O continente americano não é mais considerado livre da transmissão endêmica do sarampo. A Organização Pan-Americana de Saúde (Opas) retirou a certificação após identificar a circulação contínua do vírus no Canadá durante 12 meses, caracterizando a transmissão endêmica da doença.
“Se um país na região perde o certificado, a região toda acaba perdendo essa condição”, declarou o diretor da Opas. Ele ressaltou, no entanto, que a reversão do quadro é possível com compromisso político, cooperação regional e vacinação contínua.
Além do Canadá, outros países das Américas também registraram casos da doença. Até 7 de novembro de 2025, foram notificados 12.596 casos confirmados de sarampo em dez países, incluindo o Brasil. A maior parte dos casos, 95%, concentrou-se no Canadá, México e Estados Unidos. O total de casos representa um aumento de 30 vezes em relação a 2024. A doença causou 28 mortes: 23 no México, 3 nos Estados Unidos e 2 no Canadá.
Atualmente, sete países enfrentam surtos ativos de sarampo: Canadá, México, Estados Unidos, Bolívia, Brasil, Paraguai e Belize, geralmente desencadeados por casos importados. A Opas aponta que 89% dos infectados não foram vacinados ou tinham situação vacinal desconhecida, sendo crianças menores de 1 ano as mais afetadas e vulneráveis a complicações.

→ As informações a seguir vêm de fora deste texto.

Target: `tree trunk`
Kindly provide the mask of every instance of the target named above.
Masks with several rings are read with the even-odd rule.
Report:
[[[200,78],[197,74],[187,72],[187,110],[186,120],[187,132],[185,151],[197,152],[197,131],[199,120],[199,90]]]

No Brasil, apesar dos casos registrados em 2025, o país mantém o certificado de área livre do sarampo, reconquistado no ano anterior. Foram confirmados 34 casos em 2025, distribuídos em diversas unidades federativas. O caso mais grave ocorreu em Tocantins, ligado à chegada de pessoas infectadas vindas da Bolívia.

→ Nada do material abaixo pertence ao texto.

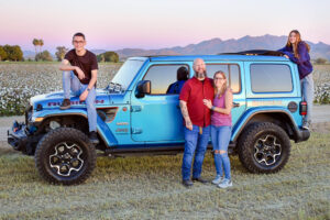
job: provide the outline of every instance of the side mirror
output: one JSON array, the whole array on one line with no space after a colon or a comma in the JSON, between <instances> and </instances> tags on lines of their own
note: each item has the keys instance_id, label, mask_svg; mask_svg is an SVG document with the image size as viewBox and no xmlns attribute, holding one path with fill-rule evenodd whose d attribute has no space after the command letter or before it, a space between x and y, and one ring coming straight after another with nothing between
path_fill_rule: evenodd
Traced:
<instances>
[{"instance_id":1,"label":"side mirror","mask_svg":"<svg viewBox=\"0 0 330 220\"><path fill-rule=\"evenodd\" d=\"M143 98L145 95L150 95L150 94L151 94L151 81L150 80L139 81L136 86L135 97Z\"/></svg>"}]
</instances>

Especialistas alertam para a crescente preocupação com o aumento de casos em países vizinhos, como Argentina e Bolívia. A atenção está voltada para a manutenção da vigilância de casos e o aumento da cobertura da segunda dose da vacina. A diretora da Sociedade Brasileira de Imunizações (Sbim) ressalta a importância de atingir, no mínimo, 95% de cobertura vacinal para evitar novos surtos.
A vacina contra o sarampo está disponível no Sistema Único de Saúde (SUS) e integra o calendário básico de vacinação infantil.